Program ini dilaksanakan secara rutin dengan melibatkan seluruh warga sekolah, mulai dari siswa, guru, hingga tenaga kependidikan. Setiap peserta didik mendapat satu butir telur rebus dan segelas susu kedelai yang disiapkan oleh tim kantin sehat sekolah. Kegiatan dimulai pada pagi hari sebelum proses pembelajaran dimulai, dengan pengawasan dari guru dan tim kesehatan sekolah.
Kepala SMP Ma’arif 5 Ponorogo menyampaikan bahwa kegiatan ini menjadi langkah nyata sekolah dalam mendukung program pemerintah untuk menanggulangi permasalahan gizi di kalangan anak usia sekolah. Melalui konsumsi telur rebus dan susu kedelai, siswa mendapatkan asupan protein, vitamin, dan mineral yang penting bagi pertumbuhan fisik dan perkembangan otak.
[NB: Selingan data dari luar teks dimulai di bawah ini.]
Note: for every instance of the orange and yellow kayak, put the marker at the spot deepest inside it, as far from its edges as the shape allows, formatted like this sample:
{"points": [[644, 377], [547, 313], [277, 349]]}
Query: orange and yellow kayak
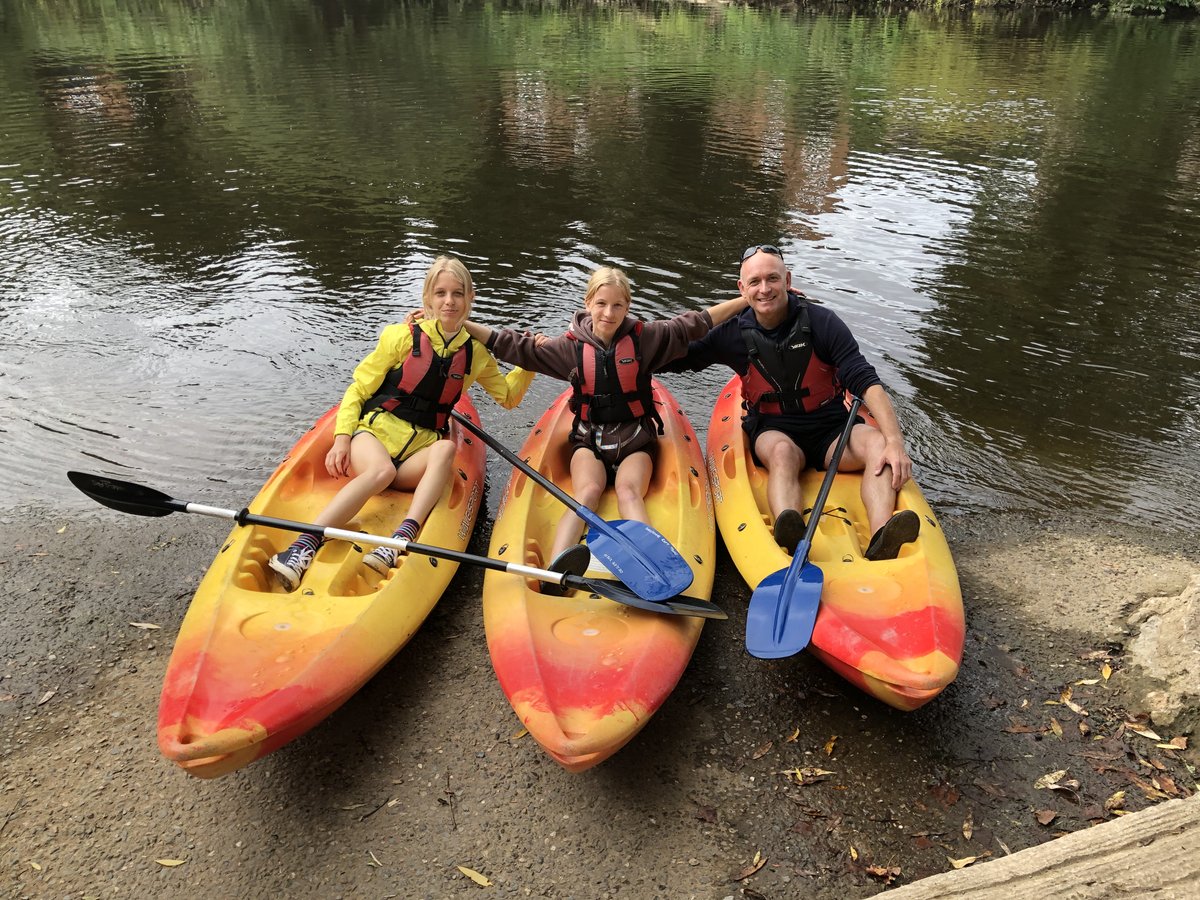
{"points": [[893, 628], [585, 673], [256, 666]]}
Dengan tubuh yang sehat dan gizi yang seimbang, diharapkan konsentrasi belajar siswa meningkat dan prestasi akademik pun ikut naik.
Guru UKS, Farida Nur Lutfiana, S.Pd, menjelaskan bahwa kegiatan ini tidak hanya berfokus pada pemberian makanan bergizi, tetapi juga edukasi tentang pentingnya gizi seimbang. “Kami ingin menanamkan kesadaran kepada siswa bahwa makanan sederhana seperti telur rebus dan susu kedelai memiliki manfaat besar bagi kesehatan. Anak-anak juga diajak untuk lebih peduli terhadap pola makan mereka sehari-hari,” ujarnya.
Program perbaikan gizi ini disambut antusias oleh para siswa. Mereka terlihat senang dan menikmati kegiatan makan bersama yang berlangsung penuh keakraban. SMP Ma’arif 5 Ponorogo berkomitmen untuk terus melanjutkan program ini secara berkelanjutan, sebagai wujud kepedulian sekolah terhadap tumbuh kembang peserta didik yang sehat, cerdas, dan berkarakter.